China among 130 countries to back global minimum corporate tax of at least 15 per cent
- Paris-based Organisation for Economic Cooperation and Development says a global minimum corporate income tax of at least 15 per cent could yield around US$150 billion in additional revenues annually
- Group of 7 agreed to the rate in June, and now the broader agreement will go to the Group of 20 for political endorsement at a meeting in Venice next week
Most of the countries negotiating a global overhaul of cross-border taxation of multinationals have backed plans for new rules on where companies are taxed and a tax rate of at least 15 per cent, they said on Thursday after two days of talks.
The Paris-based Organisation for Economic Cooperation and Development, which hosted the talks, said a global minimum corporate income tax of at least 15 per cent could yield around US$150 billion in additional global tax revenues annually.
It said 130 countries, representing more than 90 per cent of global gross domestic product, had backed the agreement at the talks.
New rules on where the biggest multinationals are taxed would shift taxing rights on more than US$100 billion of profits to countries where the profits are earned, it added.
“They will no longer be able to avoid paying their fair share by hiding profits generated in the United States, or any other country, in lower-tax jurisdictions.”
The minimum corporate tax does not require countries to set their rates at the agreed floor, but gives other countries the right to apply a top-up levy to the minimum on companies’ income coming from a country that has a lower rate.
Technical details are to be agreed by October so that the new rules can be implemented by 2023, a statement from countries that backed the agreement said.
The nine countries that did not sign were the low-tax European Union members Ireland, Estonia and Hungary as well as Peru, Barbados, Saint Vincent and the Grenadines, Sri Lanka, Nigeria and Kenya.
Holdouts risk becoming isolated because not only did all major economies sign up, but so did many noted tax havens such as Bermuda, the Cayman Islands and the British Virgin Islands.
Irish Finance Minister Paschal Donohoe, whose country has attracted many big US tech firms with its 12.5 per cent corporate tax rate, said he was “not in a position to join the consensus,” but would still try to find an outcome he could support.
“I have expressed Ireland’s reservation, but remain committed to the process and aim to find an outcome that Ireland can yet support,” he said.
Donohoe said he supported “Pillar One” which proposes a reallocation of a proportion of tax to the country where the profit is earned, as it would “bring stability and certainty to the international tax framework.”
But he told journalists he objected to the minimum rate contained in “Pillar Two” and would “continue to make the case on issues that matter to Ireland.” He declined to say what those issues were.
“When we approach October, we will be even clearer regarding what an agreement will look like.
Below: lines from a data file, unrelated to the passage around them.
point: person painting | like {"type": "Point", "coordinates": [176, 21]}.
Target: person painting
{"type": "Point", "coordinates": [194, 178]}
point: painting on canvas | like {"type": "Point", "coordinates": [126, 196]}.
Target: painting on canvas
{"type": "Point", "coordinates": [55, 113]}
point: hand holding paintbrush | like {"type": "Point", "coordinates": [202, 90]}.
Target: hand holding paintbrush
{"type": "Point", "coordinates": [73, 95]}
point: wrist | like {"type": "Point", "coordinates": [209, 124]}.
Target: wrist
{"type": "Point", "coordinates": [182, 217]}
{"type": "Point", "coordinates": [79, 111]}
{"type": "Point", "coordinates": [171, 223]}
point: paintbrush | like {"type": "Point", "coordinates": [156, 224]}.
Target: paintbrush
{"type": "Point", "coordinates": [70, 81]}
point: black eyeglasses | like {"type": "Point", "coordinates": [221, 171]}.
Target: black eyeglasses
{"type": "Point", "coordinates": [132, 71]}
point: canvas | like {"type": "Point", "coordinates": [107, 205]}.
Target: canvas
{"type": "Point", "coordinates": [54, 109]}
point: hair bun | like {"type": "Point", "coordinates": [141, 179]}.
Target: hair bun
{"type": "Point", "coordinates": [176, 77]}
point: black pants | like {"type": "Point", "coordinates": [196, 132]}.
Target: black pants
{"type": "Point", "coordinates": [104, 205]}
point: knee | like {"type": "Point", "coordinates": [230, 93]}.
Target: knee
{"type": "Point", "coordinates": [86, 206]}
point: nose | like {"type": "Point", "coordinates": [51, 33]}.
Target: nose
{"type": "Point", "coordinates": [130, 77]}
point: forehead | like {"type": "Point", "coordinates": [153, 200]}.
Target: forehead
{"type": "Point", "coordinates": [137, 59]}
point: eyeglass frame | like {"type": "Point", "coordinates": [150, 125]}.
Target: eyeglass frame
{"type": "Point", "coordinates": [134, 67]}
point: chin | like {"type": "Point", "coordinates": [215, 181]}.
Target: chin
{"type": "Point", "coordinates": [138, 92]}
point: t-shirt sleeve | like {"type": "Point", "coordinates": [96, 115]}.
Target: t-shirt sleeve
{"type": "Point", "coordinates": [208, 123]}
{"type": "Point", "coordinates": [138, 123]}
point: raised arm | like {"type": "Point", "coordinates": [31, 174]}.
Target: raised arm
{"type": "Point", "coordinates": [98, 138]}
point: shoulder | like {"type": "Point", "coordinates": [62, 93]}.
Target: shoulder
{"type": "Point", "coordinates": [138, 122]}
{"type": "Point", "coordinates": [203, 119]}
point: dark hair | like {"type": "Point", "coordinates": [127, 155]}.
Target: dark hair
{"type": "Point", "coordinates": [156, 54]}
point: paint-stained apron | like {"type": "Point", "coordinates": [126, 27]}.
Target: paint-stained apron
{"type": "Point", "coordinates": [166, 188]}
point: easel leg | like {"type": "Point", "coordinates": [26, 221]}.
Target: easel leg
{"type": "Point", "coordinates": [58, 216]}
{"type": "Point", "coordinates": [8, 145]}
And we will negotiate and engage up to that point,” he said.
Some of the countries who agreed to sign the agreement may have to work to justify the decision domestically, he added.
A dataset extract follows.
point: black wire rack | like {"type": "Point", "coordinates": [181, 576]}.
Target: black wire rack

“Any minister, having made the decision today will have to explain that decision to their parliament and their governments,” he said.
Ireland has said it wants any deal to allow small countries to use tax competition as a lever to compensate for the natural advantages enjoyed by larger countries in attracting jobs and investments. Critics say low-tax countries like Ireland enjoy a disproportionate share.
Donohoe has also called for any final deal to allow companies to offset part of their tax bills through research and development.
In the European Union, the deal will need a law to be passed, most likely during France’s presidency of the bloc in the first half of 2022, and that will require unanimous backing from all members.
Welcoming the deal as the most important international tax deal reached in a century, French Finance Minister Bruno Le Maire said he would try to win over those holding out.
“I ask them to do everything to join this historical agreement which is largely supported by most countries,” he said, adding that all big digital corporations would be covered by the agreement.
The new minimum tax rate of at least 15 per cent would apply to companies with turnover above a €750 million (US$891 million) threshold, with only the shipping industry exempted.
The new rules on where multinationals are taxed aims to divide the right to tax their profits in a fairer way among countries as the emergence of digital commerce had made it possible for big tech firms to book profits in low tax countries regardless where they money was earned.
Companies considered in scope would be multinationals with global turnover above €20 billion and a pre-tax profit margin above 10 per cent, with the turnover threshold possibly coming down to €10 billion after seven years following a review.
Extractive industries and regulated financial services are to be excluded from the rules on where multinationals are taxed.
Implementation of the deal could still prove rocky not least in the US Congress, where Representative Kevin Brady, the top Republican on the tax-writing US House Ways and Means Committee, described it as “a dangerous economic surrender that sends US jobs overseas, undermines our economy and strips away our US tax base.”
The head of the International Monetary Fund (IMF) on Thursday welcomed an agreement, and said work would continue to bring others into the fold.
“Very clearly, this train finally has left the station,” IMF managing director Kristalina Georgieva told reporters. “Work will continue to make sure that the countries that are not yet on board … can recognise their own interests,” she added.